Using your home as a film set – My piece for The Times
Your property as a film location: legal issues
Owners of unusual or historic disused buildings have a chance to cash in, but what should they do to stay protected?
Talk in the village is that the owners of the disused Watlington Station in Oxfordshire were paid more than a million pounds for the use of the land to shoot the new Brad Pitt vehicle, Fury. A somewhat surreal experience, watching tanks being driven down the B4009 and the Second World War happening just across the road.
And it’s not just the English countryside; a lot of filming takes place in more urban surroundings, particularly in London, due to the proximity of so many film production companies. And while you may not earn a million pounds, unless you live in, say, Kensington Palace, good money can be earned from allowing your home to be used in this way.
If you do a Google search, you’ll see that there many location search companies, offering to act as the middleman between you and the film production company, which means that they put your photos on their site and get a fee from the hirer. So far so easy. But as with everything in life, the law has a nasty way of catching you unawares.

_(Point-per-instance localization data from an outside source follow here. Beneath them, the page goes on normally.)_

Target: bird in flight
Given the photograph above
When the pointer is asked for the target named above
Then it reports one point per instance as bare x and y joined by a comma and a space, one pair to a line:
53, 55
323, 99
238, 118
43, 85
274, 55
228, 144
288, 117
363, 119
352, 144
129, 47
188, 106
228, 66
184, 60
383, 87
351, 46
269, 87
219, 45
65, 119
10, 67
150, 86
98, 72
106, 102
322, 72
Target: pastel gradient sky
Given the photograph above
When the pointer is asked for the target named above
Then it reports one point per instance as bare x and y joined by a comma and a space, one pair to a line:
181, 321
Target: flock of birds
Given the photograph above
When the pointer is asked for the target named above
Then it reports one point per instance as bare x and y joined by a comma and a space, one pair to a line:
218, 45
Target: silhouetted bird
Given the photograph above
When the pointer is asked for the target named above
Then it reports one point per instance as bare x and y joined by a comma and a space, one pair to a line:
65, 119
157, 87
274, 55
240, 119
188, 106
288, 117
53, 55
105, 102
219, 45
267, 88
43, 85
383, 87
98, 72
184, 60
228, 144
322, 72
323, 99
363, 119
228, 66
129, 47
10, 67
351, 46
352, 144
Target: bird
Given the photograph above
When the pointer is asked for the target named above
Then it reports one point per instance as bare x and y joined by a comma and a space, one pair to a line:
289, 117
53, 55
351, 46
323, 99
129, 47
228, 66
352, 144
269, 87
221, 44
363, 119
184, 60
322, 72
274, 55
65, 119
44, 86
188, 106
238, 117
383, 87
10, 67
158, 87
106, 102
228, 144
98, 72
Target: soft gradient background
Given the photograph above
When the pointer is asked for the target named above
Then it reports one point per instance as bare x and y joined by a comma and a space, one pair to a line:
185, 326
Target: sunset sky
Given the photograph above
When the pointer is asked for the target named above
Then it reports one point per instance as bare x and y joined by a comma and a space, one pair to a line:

All sorts of legal issues may arise when you use your home as a business, especially if you do it regularly.
Whatever the type of property, you need to look carefully at the contract between you and the location agent. You may not be happy to have your pictures plastered all over the web. And how secure is their database? Check the termination provisions. But more important is the contract between you and the hirer. Look at the small print. Make sure they have small print. If they don’t, you shouldn’t do it. What about overruns? They say a week but what if it is a month? Can you object or charge a premium? What happens if they damage that very expensive vase? Or if things go missing?
And then you. If you’re renting out regularly, does it become business premises and attract business rates? What about planning permission? Filming is not normally a use ancillary to a residential occupation and it may be argued that you’ve changed the use of your property. There could also be questions of public or private nuisance, as film crews clutter your quiet residential street.
Leaseholders, whether renters or owners of long leaseholds, will have other considerations. Most long leases and rental tenancies will contain a prohibition against using the property for anything other than a residential home and will certainly contain a prohibition on carrying out any activities that might disturb neighbours. An injunction might well find its way to your door. Or a claim for damages. And that could put you in breach with your film company, who will want you to warrant that your property can be used by them lawfully. Unless you check, you won’t know.
And our old friend the taxman will also be there, waiting to pounce on the proceeds of your foray into the world of film. Unless you’re careful, it may turn out to be less Who Wants to be a Millionaire?, and more Crown Court, in which you play a starring role.